— Прогулка закончена! — объявил Ставрос.
— Ну ничего, — пробормотал Такис. — Ты большой человек, Никос, но ты меня не знаешь. Увидишь, что будет, когда тебя поведут…
— Мальчишка, — сказал Никос. — Когда меня поведут — самое лучшее, что ты можешь сделать, — это спать. Крепко спать, как спят настоящие мужчины.
— Мужчины? — с вызовом переспросил Такис. Глаза его были воспалены. — Разве я неправ был тогда: не надо было подавать прошения о помиловании! Пусть бы они подавились своим помилованием! Как будто мы у них в ногах валялись, вымаливали… А ты говоришь — «мужчины». Да будь я мужчиной…
— Прогулка закончена! — повторил Ставрос, приближаясь. — А на тебя, паренек, наручники надеть придется.

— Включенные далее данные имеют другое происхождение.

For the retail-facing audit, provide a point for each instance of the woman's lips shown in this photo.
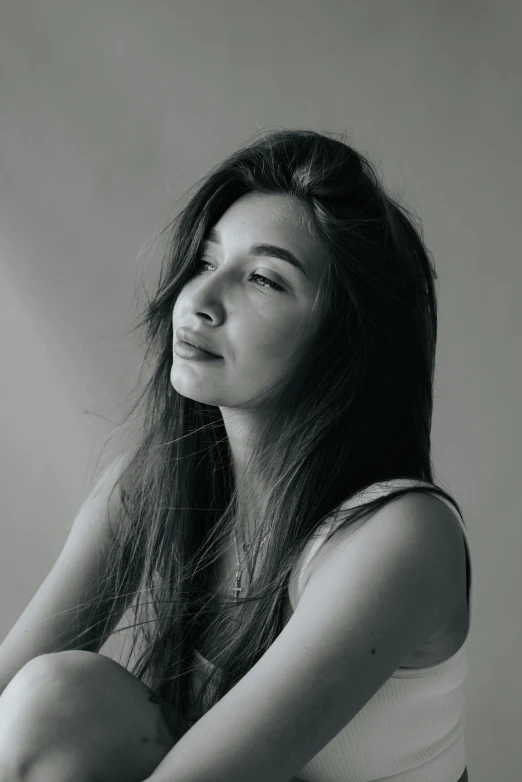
(185, 350)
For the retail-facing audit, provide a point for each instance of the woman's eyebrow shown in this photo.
(267, 250)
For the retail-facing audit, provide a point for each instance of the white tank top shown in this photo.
(412, 729)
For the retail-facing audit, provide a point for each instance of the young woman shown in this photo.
(300, 584)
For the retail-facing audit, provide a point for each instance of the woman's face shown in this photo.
(258, 330)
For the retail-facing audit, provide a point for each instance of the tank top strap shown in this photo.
(372, 492)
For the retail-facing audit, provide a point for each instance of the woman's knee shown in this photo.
(84, 706)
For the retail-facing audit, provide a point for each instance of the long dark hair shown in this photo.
(356, 411)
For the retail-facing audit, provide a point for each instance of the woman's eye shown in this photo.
(271, 283)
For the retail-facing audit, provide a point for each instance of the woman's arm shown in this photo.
(365, 609)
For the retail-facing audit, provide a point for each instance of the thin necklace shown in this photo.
(238, 587)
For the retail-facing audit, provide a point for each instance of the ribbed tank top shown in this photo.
(412, 729)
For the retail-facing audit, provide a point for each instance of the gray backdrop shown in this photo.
(111, 109)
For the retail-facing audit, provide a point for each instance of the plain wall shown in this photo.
(109, 111)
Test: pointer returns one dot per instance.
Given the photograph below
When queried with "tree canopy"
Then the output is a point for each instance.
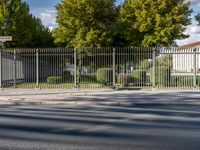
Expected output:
(27, 30)
(85, 23)
(154, 22)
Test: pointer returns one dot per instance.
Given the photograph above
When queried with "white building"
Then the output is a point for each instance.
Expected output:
(183, 58)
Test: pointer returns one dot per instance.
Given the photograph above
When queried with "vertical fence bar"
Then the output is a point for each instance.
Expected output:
(154, 67)
(75, 68)
(114, 66)
(37, 68)
(14, 69)
(194, 68)
(1, 68)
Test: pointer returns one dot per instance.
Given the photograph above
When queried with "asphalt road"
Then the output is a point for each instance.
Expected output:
(99, 127)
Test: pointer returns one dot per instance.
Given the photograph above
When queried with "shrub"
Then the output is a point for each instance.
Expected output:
(88, 78)
(124, 79)
(185, 81)
(163, 75)
(145, 64)
(66, 76)
(105, 75)
(54, 79)
(139, 76)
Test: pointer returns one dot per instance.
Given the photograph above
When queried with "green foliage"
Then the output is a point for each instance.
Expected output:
(124, 79)
(139, 76)
(66, 76)
(154, 22)
(197, 17)
(165, 60)
(184, 81)
(162, 75)
(105, 75)
(27, 31)
(89, 78)
(54, 79)
(145, 64)
(85, 23)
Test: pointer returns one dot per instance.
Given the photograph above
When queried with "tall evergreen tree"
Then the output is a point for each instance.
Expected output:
(85, 23)
(154, 22)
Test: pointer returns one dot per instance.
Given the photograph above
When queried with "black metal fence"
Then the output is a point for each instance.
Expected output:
(171, 67)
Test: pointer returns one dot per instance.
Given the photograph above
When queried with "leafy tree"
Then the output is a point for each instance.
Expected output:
(15, 20)
(197, 17)
(154, 22)
(85, 23)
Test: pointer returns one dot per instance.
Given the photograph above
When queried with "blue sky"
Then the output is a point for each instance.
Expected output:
(45, 10)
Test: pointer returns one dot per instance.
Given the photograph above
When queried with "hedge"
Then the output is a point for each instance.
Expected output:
(54, 79)
(88, 78)
(163, 75)
(124, 79)
(105, 75)
(139, 76)
(66, 76)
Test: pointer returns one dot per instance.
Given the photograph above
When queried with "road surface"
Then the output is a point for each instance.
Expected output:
(99, 126)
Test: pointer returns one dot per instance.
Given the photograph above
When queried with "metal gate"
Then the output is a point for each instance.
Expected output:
(136, 67)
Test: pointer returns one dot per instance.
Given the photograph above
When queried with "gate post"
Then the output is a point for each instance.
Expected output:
(154, 67)
(1, 68)
(75, 68)
(194, 68)
(15, 69)
(114, 66)
(37, 68)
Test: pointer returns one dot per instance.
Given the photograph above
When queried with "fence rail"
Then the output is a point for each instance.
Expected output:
(161, 67)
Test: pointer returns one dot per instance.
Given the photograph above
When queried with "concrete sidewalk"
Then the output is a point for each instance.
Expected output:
(108, 97)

— Э нет, господин младший надзиратель, — сказал Никос, — наручники надеть на него я вам не позволю. Это не по правилам. В пределах сектора…
— Помалкивай, — сказал Ставрос, проходя мимо него, и скомандовал Лазаридису: — Руки!
— У кого мы с тобой просили милости, Никос? — спросил Такис, протягивая вперед руки. — У таких вот? Ради чего?
— Ради нее, — Никос кивнул на Элли. — Ради тебя, дурачок. Жить будешь, драться будешь. Но не здесь же, не в тюремном дворе! Есть места попросторнее.
— За спину руки, — негромко сказал Ставрос и, обойдя Лазаридиса, защелкнул наручники у него за спиной.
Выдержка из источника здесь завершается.